4. An “ink” is any liquid whose intended purpose is for drawing, writing, printing or otherwise permanently marking another material. Typically, inks are composed of highly ground pigments, including carbon black, mixed with drying sands and suspended in oils. Like many paints, then, many inks are combustible and inflammable, and again, as the USPS advises during your moving, may not even travel via post unless they qualify for an ORM-D designation.
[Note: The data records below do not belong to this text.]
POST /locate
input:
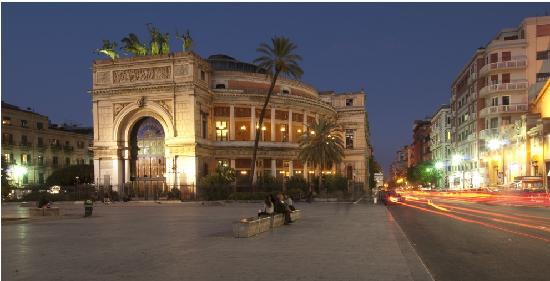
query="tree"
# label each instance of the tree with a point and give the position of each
(322, 146)
(423, 173)
(276, 59)
(108, 49)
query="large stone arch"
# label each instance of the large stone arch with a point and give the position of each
(131, 114)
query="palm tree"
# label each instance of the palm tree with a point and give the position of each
(133, 45)
(322, 146)
(276, 59)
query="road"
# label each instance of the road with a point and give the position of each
(465, 240)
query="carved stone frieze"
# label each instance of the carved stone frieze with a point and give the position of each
(166, 104)
(141, 74)
(181, 70)
(103, 77)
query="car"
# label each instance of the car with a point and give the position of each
(392, 197)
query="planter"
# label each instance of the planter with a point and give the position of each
(246, 228)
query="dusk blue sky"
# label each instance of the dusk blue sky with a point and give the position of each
(405, 56)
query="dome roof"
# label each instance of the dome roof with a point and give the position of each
(227, 63)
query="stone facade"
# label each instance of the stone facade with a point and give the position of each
(208, 110)
(36, 148)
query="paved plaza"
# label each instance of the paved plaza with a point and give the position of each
(187, 241)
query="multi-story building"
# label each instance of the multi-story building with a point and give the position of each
(398, 168)
(440, 136)
(165, 121)
(489, 95)
(420, 147)
(33, 149)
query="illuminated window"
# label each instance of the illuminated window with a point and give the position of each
(349, 138)
(221, 130)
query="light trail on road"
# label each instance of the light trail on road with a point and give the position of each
(484, 224)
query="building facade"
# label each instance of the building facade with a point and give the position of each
(490, 94)
(440, 136)
(165, 121)
(33, 149)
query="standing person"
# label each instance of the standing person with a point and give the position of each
(289, 202)
(269, 207)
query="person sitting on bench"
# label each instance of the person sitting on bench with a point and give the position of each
(282, 208)
(269, 207)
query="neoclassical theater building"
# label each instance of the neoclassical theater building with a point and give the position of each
(166, 121)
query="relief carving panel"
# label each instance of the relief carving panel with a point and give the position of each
(141, 74)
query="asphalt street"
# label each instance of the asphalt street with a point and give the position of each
(460, 240)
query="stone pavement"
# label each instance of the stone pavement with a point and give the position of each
(148, 241)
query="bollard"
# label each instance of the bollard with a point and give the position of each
(88, 208)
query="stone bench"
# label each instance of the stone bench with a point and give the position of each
(252, 226)
(44, 212)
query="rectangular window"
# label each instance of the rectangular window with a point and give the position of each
(25, 159)
(350, 133)
(494, 123)
(6, 121)
(222, 130)
(506, 56)
(541, 77)
(506, 78)
(505, 100)
(494, 58)
(543, 55)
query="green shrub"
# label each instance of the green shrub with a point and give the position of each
(248, 195)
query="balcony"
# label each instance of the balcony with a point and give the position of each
(503, 87)
(501, 109)
(515, 63)
(488, 134)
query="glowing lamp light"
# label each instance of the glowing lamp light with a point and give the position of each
(19, 171)
(457, 158)
(494, 144)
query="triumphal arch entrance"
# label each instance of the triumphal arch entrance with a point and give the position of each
(147, 113)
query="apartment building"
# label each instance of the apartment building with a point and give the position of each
(32, 148)
(489, 95)
(440, 136)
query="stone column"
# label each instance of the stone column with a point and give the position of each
(252, 122)
(290, 126)
(272, 124)
(273, 167)
(231, 122)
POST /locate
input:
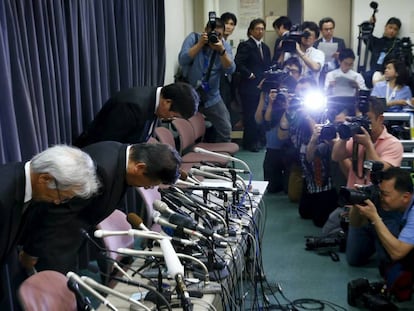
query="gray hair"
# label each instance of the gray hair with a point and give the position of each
(71, 168)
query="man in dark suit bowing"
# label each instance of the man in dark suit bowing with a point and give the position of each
(252, 59)
(57, 239)
(55, 175)
(131, 114)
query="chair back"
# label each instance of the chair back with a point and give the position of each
(199, 126)
(149, 196)
(45, 291)
(116, 221)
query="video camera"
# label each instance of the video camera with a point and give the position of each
(212, 35)
(372, 296)
(332, 240)
(275, 79)
(294, 36)
(371, 192)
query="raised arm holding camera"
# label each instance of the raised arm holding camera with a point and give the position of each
(374, 144)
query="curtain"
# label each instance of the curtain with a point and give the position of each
(60, 60)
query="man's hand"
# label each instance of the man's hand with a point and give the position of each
(27, 261)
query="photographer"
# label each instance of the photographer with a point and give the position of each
(375, 145)
(396, 195)
(199, 52)
(293, 125)
(394, 89)
(252, 59)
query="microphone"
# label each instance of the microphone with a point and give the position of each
(107, 290)
(176, 270)
(77, 279)
(182, 221)
(224, 156)
(164, 222)
(178, 219)
(82, 301)
(208, 175)
(133, 252)
(143, 234)
(136, 222)
(206, 168)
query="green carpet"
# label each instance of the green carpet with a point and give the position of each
(302, 273)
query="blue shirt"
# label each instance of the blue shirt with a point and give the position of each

What’s more, some inks can combust due to simple impacts. As a result, then, they should always be cushioned and moved with the utmost care. And all businesses trading in these substances are well advised to use explosion-proof forklifts when handling their stock of inks.

5. Rubbers – Although latex is not typically inflammable, some rubber-based products and raw rubbers are highly combustible. Consequently, even companies not dealing in rubbers directly – for instance, pharmaceutical companies producing drug vials and syringes – but whose products or product packaging contain high amounts of rubber should handle their stock with added care. Indeed, incidents are on record of such businesses inadvertently causing fires when they released highly inflammable polyethylene into the air as they were treating rubber for use in their products.

Polyethylene exists in many rubber products because it reduces the stickiness of raw rubber. However, if not monitored correctly, this highly combustible compound can evaporate during drying processes and later settle as a highly inflammable, dust-like particulate. Certainly, caution should be used to prevent the dissemination of this particulate whenever rubber components are produced, but even when finished products using such components are sealed, extreme care should be practiced in their handling.